1. Home
  2. TV
  3. «Das hat mit Service public nichts zu tun!» – Roger Schawinski kritisiert, dass die SRG per Ende 2024 ihr UKW-Netz abstellt
Roger Schawinski im Interview

«Das wird einen Shitstorm geben!»

Ab 2025 empfangen analoge Radiogeräte keine SRG-Sender mehr. Das sei die Folge von Sparmassnahmen. Die SRG spart am falschen Ort und verärgert ihre Kunden, kritisiert Medienunternehmer Roger Schawinski den Entscheid.

Teilen

Merken

Google News

Artikel teilen

«Noch immer nutzt etwa ein Drittel der Schweizer Haushalte UKW:» Radiopionier und Medienunternehmer Roger Schawinski nimmt die SRG scharf in die Kritik.

«Noch immer nutzt etwa ein Drittel der Schweizer Haushalte UKW»: Radiopionier und Medienunternehmer Roger Schawinski nimmt die SRG scharf in die Kritik.

Keystone
TELE
Mischa Christen

Der Entscheid kam selbst für Branchenkenner überraschend: Die SRG hat angekündigt, ihr UKW-Netz per Ende 2024 lahmzulegen.
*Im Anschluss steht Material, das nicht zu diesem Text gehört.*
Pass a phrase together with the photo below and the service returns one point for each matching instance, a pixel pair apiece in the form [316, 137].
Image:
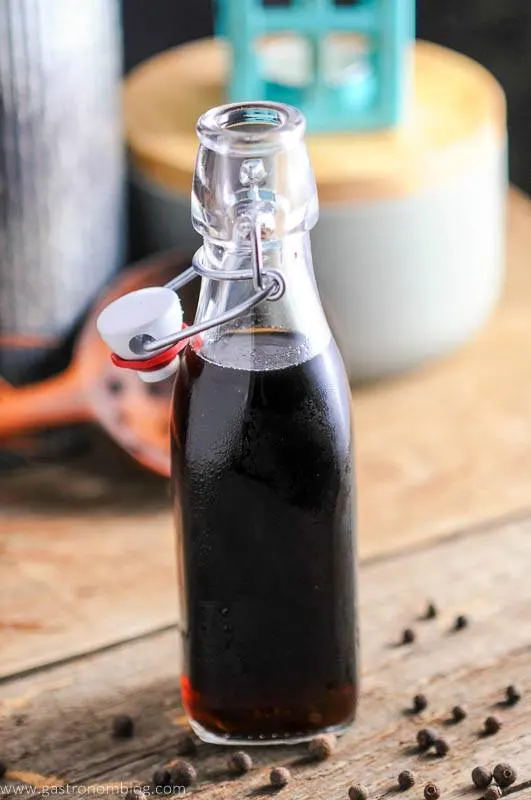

Besitzer von analogen Radiogeräten werden ab 2025 auf den Frequenzen von SRF, RTS und RSI nur noch ein Rauschen hören. Die SRG unternimmt diesen Schritt, obwohl das UKW-Netz in der Schweiz noch bis Ende 2026 betrieben wird, und begründet die Massnahme u. a. mit den Unterhaltskosten und der gesunkenen Nachfrage.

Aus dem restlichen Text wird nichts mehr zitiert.